2024 ISIB Projects

  • Mapping and Geographical Risk Factors for Cancer in Iowa
    According to the Iowa Cancer Registry 2024 Cancer in Iowa Report, Iowa continues to have the 2nd highest and fastest growing rate of new cancers in the U.S. The Institute for Public Health Practice, Research and Policy has been working with the Iowa Cancer Registry to produce age-adjusted cancer rate estimates for every county in Iowa. We are interested in identifying potential risk factors related to these increases in cancer rates. New estimates of risk are available through PLACES produced by the CDC. In this project, we will relate cancer rates to various risk factors to identify potential risk factors of cancer incidence in Iowa and how those risk factors might change geographically.
  • Deep Learning to Predict Enrollment at the University of Iowa
    The University of Iowa, like many large institutions, has substantial data infrastructure regarding prospective, current, and former students. This resource is actively used by researchers in the Department of Biostatistics to help the university with recruitment, planning, resource allocation, and promoting student success and retention. This project will seek to expand the methods used to predict enrollment at the university by implementing recurrent neural network (RNN) models, and applying them to time-series of real student-level data.
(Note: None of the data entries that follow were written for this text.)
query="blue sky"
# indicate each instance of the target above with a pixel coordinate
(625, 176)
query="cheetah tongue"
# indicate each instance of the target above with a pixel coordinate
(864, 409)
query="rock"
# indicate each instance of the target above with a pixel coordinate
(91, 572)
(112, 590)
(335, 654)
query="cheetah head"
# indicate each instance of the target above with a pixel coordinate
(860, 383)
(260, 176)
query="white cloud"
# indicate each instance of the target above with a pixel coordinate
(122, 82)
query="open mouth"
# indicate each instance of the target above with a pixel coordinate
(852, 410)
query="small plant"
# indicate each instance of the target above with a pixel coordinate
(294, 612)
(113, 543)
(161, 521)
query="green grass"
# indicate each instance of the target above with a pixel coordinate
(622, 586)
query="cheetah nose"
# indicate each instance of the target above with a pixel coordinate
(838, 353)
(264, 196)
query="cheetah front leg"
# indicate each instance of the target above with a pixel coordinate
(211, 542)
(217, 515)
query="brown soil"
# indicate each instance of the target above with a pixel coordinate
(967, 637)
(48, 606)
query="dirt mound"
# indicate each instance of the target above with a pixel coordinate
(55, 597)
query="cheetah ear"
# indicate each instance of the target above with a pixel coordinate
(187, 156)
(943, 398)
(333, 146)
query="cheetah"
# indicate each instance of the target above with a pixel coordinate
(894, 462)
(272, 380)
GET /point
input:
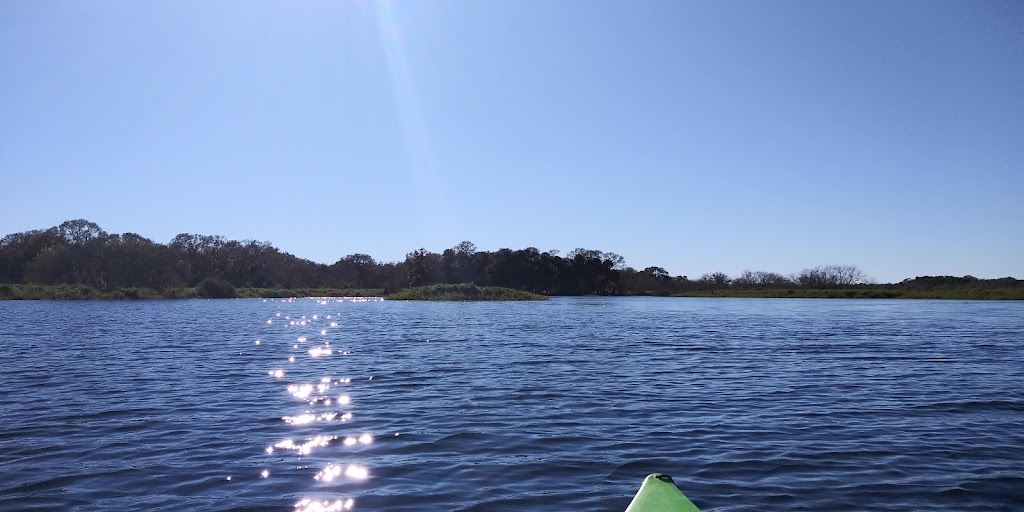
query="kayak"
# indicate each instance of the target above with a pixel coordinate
(659, 494)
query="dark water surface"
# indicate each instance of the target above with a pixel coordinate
(749, 403)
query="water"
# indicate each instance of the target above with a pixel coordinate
(566, 404)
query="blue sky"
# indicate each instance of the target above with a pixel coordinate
(698, 136)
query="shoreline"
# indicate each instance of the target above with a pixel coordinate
(473, 293)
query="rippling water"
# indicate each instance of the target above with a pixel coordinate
(327, 404)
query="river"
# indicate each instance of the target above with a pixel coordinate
(311, 404)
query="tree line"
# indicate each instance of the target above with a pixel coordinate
(79, 252)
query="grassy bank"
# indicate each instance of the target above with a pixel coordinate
(867, 293)
(463, 293)
(81, 292)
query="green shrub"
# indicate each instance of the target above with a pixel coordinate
(212, 288)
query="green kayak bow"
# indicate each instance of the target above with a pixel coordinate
(659, 494)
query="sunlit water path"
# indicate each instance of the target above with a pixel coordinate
(327, 404)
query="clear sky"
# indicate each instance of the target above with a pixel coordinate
(698, 136)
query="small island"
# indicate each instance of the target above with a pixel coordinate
(464, 293)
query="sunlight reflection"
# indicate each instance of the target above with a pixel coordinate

We will explore neural networks generally, as well as the use of graphics processing unit (GPU) accelerators and high-performance computing (HPC) resources to improve computation time.
  • Predicting antibiotics usage for improved healthcare-associated infection risk assessment
    Healthcare-associated infections (HAIs) impact an estimated 1 in 31 hospital patients and 1 in 43 nursing home residents.  Many HAIs are caused by pathogens resistant to antibiotic treatments, while other HAIs arise from antibiotics suppressing probiotics (helpful microorganisms).  An example is Clostridioidis difficile which in 2017 led to 223,900 infections and 12,800 deaths in the U.S.  It is imperative to develop a better understanding of how these pathogens are transmitted within healthcare facilities. 
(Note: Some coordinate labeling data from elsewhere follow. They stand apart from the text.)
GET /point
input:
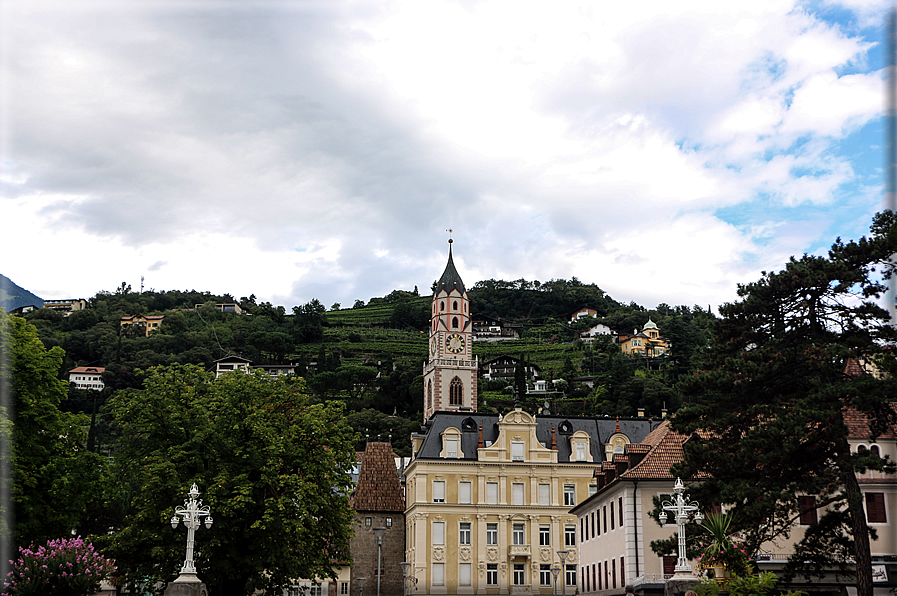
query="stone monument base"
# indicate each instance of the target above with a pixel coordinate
(187, 584)
(679, 584)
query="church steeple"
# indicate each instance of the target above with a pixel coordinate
(450, 279)
(450, 373)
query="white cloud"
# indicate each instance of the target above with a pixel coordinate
(325, 147)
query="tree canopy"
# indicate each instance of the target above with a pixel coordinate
(784, 370)
(272, 465)
(55, 479)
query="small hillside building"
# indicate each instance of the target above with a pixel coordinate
(647, 342)
(141, 325)
(88, 377)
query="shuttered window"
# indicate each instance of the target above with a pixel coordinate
(807, 510)
(875, 508)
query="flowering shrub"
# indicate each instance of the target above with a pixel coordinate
(61, 568)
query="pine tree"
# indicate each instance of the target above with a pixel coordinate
(766, 409)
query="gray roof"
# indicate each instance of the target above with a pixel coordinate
(450, 279)
(598, 429)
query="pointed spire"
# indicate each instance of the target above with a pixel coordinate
(450, 279)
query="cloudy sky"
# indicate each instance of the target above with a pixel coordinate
(665, 151)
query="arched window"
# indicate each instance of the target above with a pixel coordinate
(456, 392)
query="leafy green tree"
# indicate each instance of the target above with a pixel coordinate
(372, 425)
(273, 467)
(773, 390)
(349, 381)
(55, 477)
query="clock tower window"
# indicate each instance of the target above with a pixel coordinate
(456, 392)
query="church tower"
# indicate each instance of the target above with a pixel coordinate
(450, 374)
    To help answer this question, our research group has published research on which antibiotics lead to a higher risk of a C. difficile infection (CDI), as well as how other patients with a CDI in the same facility increases one’s own risk.  These two research lines come from the following two data sources respectively: (D1) over 26 million hospital encounters in which antibiotics usage is available, and (D2) over 16.8 million hospital encounters in which each patient’s healthcare facility is available.  To accurately understand how facility-level features and concurrent patients with CDIs (found only in D2) combine to foster varying risk environments to newly admitted patients, we also must know the antibiotic usage of patients (found only in D1).  This project, therefore, aims to use machine learning techniques to build predictive models for antibiotics found to lead to high CDI risk using D1; these will then be used to predict antibiotic usage of those patients in D2 in order to better understand how C. difficile spreads within hospitals.
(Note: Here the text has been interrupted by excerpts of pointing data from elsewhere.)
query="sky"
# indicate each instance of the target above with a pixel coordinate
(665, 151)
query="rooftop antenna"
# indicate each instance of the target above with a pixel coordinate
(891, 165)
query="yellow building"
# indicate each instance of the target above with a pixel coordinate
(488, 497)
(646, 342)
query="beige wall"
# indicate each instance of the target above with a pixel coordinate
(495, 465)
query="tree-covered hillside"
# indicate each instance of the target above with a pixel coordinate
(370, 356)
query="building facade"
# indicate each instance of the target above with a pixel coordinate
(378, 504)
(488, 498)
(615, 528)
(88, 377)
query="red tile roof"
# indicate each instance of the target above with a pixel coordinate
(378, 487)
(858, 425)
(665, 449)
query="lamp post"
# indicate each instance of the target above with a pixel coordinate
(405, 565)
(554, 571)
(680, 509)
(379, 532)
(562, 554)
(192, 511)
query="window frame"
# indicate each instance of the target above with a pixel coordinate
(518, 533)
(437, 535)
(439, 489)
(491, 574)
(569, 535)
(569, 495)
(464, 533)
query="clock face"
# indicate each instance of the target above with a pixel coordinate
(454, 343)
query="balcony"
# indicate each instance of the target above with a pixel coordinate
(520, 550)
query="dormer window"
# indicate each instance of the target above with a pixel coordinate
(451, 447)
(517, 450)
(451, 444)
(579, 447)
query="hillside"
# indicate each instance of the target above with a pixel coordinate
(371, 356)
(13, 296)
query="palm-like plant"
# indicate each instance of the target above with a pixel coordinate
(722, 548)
  • Multiple Structural Breaks Detection through Genetic Algorithm
    Under stimuli and workloads, the human body tends to display discomforts and covert proximal cognitions that can manifest through physiological responses. One such response can be in a form of skin sweats, easily capturable via wearable sensors. The sensors capturing electrodermal activities (EDA) record big data serially (4Hz, 8Hz), per subject, over a duration of an experiment (approximately 35 min). This project aims to study serial EDA data collected on subjects from an experiment being conducted in neuropsychology at the University of Iowa, with the goal to detect structural breaks corresponding to epochs of learning activities and assess the role that biofeedback plays in efforts to engage people in a learner space. The project mobilizes technological innovations in neuroimaging (fNIRS), wearable sensors monitoring covert cognitive activity, monitoring arousal states under workload, and video data outputs to address learners’ emotional discomfort. The project will focus on structural breaks detection though a genetic algorithm stochastic search across the spectrum of EDA data.